Zelenski resiste a isso. “Um conflito congelado vai levar a mais agressão. Se nós tivermos um entendimento que os EUA e a Europa não irão nos abandonar, que irão nos apoiar e prover garantias de segurança, eu estarei pronto para conversar em qualquer formato”, disse no domingo à rede britânica ITV.


Já Moscou desenhou: o vice-chanceler Serguei Riabkov, um dos mais importantes diplomatas do país, disse nesta segunda que “o quão mais cedo os EUA e o Ocidente entenderem que todas as condições de Putin têm de ser aceitas, o mais cedo haverá um acordo”.


Ele afirmou que a Rússia “não ouvirá ultimatos”. Antes, também à agência RIA, o também vice-chanceler Mikhail Galuzin também cobrou Trump acerca de um plano efetivo que atenda às exigências russas. “Propostas concretas desta natureza ainda não foram recebidas”, disse.


ELON MUSK PODE AJUDAR PUTIN?


Por fim, há uma questão mais sutil em jogo. Segundo alguns de seus aliados, Putin segue interessado na guerra, mas gostaria de reduzir sua intensidade devido ao custo econômico e humano.
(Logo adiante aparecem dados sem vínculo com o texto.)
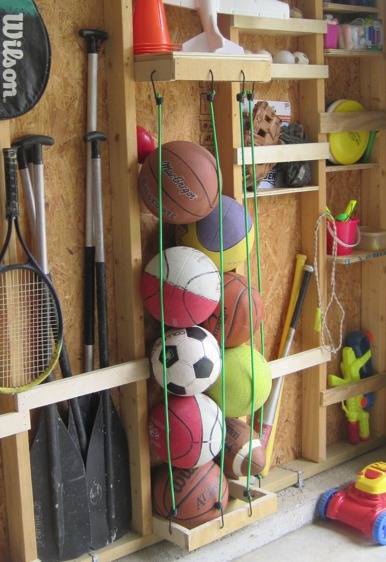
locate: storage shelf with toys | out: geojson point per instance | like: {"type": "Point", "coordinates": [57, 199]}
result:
{"type": "Point", "coordinates": [275, 26]}
{"type": "Point", "coordinates": [197, 66]}
{"type": "Point", "coordinates": [352, 53]}
{"type": "Point", "coordinates": [336, 122]}
{"type": "Point", "coordinates": [339, 8]}
{"type": "Point", "coordinates": [284, 153]}
{"type": "Point", "coordinates": [359, 256]}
Mas ele crê que os primeiros passos de Trump no governo possam sugerir um caminho alternativo para sua vitória.


Segundo essa visão, o russo acha que a campanha de Trump contra o que chama de Estado Profundo dos EUA, liderada pelo bilionário Elon Musk, irá enfraquecer politicamente os americanos, já que instituições governamentais tenderão a ter seu funcionamento afetado.


Enquanto isso, reforça a rede de apoio internacional com seus aliados, China à frente. Do ponto de vista do Brics, a presença anunciada de Xi Jinping e de Lula (PT) nas celebrações do fim da Segunda Guerra Mundial em maio em Moscou é parte desse jogo.


Mas ele pode incluir outros países assustados com a agressividade do americano —a Coreia do Sul, no alvo das novas tarifas sobre importação de aço, aplica sanções a Moscou, mas ao mesmo tempo é grande consumidora de seu combustível nuclear, por exemplo.


Enquanto isso, Putin cozinharia Trump, aceitando a cúpula que ambos os presidentes dizem ter interesse em fazer. Ela pode ocorrer em breve na Arábia Saudita ou nos Emirados Árabes Unidos, já que a Finlândia, que sediou o encontro deles em 2018, não está disponível como território neutro desde que aderiu à aliança militar Otan devido à guerra.